Some of this was simple necessity. David Fincher knew going in that he was screwed, that he had neither the budget nor the studio support to make the expected blockbuster addition to the Alien canon. So he decided to murder it in its bed: kill what had come before and start small. It was a valid artistic choice, given his options, but for most fans it was a bummer.

I personally didn’t hate Alien 3. It had some good stuff—just not enough. I’m always amazed when Hollywood destroys a successful franchise through nothing more than cheapness. A3 should have been the culmination of everything we had seen to that point, and brought Ripley into direct conflict with the real source of all her troubles: not the aliens, but the evil Company.
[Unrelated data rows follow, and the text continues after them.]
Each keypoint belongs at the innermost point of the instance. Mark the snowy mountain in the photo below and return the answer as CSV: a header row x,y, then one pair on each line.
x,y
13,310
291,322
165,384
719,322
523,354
When I heard they were making A3, I envisioned Ripley awakening in some Company lab on Earth, which is using her as a guinea pig for their alien-breeding experiments. But insurgents within the Company bust her out, and she becomes the leader of a rebellion to free humanity from corporate control. Things are looking good…until the Company unleashes its newly created alien army against the rebels! Now we’re treated to an awesome, hopeless battle between men and monsters. The humans don’t stand a chance. Then, at the moment of doom, Ripley realizes that she is the mother of all these aliens, that they won’t touch her. Alone, she leads her “children” in a final assault on the Company stronghold, which is defended by humanoid robots. More crazy-ass combat ensues. At last Ripley faces the CEO. He’s beaten, but he has one last trick up his sleeve: the whole place is about to be nuked. Suddenly we see a jet copter out the window—it’s Hicks, Newt, and Jones the cat! Ripley jumps aboard and they blast away just ahead of the mushroom cloud.
Okay, maybe not the cat. But that’s the movie I wanted to see!

I’ve gotten a little sidetracked—why did I bring all this up? Oh yes, it’s because shortly after Alien 3 came and went, there was another movie by the same producer, Gale Anne Hurd, and with some of the same cast, namely Lance Henrikson. It was a futuristic prison movie called No Escape, about a convict (Ray Liotta) who is sent to a primitive penal colony--sort of like Papillon, if Papillon sucked. The only thing interesting about No Escape was that its wooden prison village looked suspiciously like the discarded “wooden planet” from Alien 3.

So the thing I’ve been wondering about all these years is: Was No Escape only made because they wanted to recycle an expensive set? Can anybody confirm this? Am I the only one who cares?